Scott fears were not in vain. The way back was the last of all, who is depicted in this photograph. First, falling into icy crevasse, Edgar Evans died - he was sitting right in the picture.
Far right of standing - Captain Lawrence Oates froze his feet and not to force the already barely alive friends to drag it out for yourself, just walked away from the camp.
"There was a blizzard. He said, "Go take a walk. Maybe not soon be back. " He went out in a blizzard, and we never saw him again. We knew that poor Oates goes to his death, and tried to dissuade him, but at the same time aware that he is acting like an honorable man and an English gentleman "- Scott wrote in his diary.
March 21, 1912 Captain Robert Scott, Dr. Edward Wilson (standing far left) and Lieutenant Henry Bowers (sitting on the left in the photo) as close as possible approached to the base camp food stores - until he was only eighteen kilometers. At this time, a violent snowstorm, which made it impossible to move forward. The English ran out of food and fuel. Nine days they could not leave the tent and left to die in it.
Scott found the strength to write twelve letters to relatives and friends, mothers and wives of fallen comrades.
"We knew that we were going to risk. Circumstances have turned against us, and so there is no reason to complain. After all, we've been on the pole and die with dignity. But if we were willing to give their lives for this cause, for the honor of their country, I appeal to his countrymen with the request: for God's sake, do not leave our loved ones. " These were the last words of a British naval officer Scott.

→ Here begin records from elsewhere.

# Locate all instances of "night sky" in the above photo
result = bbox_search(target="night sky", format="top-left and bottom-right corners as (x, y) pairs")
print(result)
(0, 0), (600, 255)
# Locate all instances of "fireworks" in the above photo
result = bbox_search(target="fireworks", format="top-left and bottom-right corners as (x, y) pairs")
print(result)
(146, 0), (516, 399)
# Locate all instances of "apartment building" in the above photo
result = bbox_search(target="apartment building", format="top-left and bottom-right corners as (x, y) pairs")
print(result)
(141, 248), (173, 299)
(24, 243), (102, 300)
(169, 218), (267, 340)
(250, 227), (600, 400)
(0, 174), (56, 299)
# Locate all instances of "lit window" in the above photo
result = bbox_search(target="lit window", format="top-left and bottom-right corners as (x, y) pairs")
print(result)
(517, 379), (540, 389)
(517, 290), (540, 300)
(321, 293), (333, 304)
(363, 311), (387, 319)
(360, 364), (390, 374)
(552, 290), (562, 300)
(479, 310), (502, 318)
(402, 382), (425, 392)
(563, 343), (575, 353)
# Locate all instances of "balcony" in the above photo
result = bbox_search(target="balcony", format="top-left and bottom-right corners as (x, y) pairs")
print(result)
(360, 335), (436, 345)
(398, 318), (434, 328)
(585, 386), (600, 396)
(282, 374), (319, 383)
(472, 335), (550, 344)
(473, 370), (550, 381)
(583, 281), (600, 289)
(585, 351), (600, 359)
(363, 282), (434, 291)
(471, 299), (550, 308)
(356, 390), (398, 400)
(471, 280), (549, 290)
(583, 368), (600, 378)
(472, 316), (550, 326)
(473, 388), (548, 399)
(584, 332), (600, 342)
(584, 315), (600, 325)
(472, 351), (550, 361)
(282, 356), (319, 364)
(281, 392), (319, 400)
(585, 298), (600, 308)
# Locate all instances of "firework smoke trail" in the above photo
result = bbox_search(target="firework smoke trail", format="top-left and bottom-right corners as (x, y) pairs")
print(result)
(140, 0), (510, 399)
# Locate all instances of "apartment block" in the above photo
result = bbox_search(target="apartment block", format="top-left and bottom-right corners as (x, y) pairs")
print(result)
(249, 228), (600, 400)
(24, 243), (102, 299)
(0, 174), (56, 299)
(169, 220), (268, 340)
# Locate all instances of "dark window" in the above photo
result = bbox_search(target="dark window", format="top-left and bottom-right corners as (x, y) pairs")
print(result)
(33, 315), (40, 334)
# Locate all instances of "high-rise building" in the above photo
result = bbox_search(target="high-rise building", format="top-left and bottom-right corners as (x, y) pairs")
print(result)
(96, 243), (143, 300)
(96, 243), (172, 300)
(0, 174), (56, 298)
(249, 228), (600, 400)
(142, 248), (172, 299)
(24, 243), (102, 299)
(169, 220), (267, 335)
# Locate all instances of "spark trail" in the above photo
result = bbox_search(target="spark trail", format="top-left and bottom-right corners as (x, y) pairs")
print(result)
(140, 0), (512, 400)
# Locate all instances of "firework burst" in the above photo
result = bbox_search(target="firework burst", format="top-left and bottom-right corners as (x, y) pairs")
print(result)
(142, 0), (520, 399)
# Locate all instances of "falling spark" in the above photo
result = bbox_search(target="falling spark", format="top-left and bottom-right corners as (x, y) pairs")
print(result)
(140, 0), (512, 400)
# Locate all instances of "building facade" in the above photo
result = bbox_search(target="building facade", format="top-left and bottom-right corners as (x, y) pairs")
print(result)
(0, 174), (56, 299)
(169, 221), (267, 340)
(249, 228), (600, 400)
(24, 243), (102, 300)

Scott Base, from which his expedition left November 1, 1911.
Hut built of wood and insulated dry algae. After the death of Scott's expedition she served as the base for another researcher - Ernest Shackleton, who in 1914 came out here in Trans-Antarctic Expedition.
All stocks of both expeditions, which they took with them, and left lying on the shelves.
Crackers. Overdue for 100 years, but they say delicious.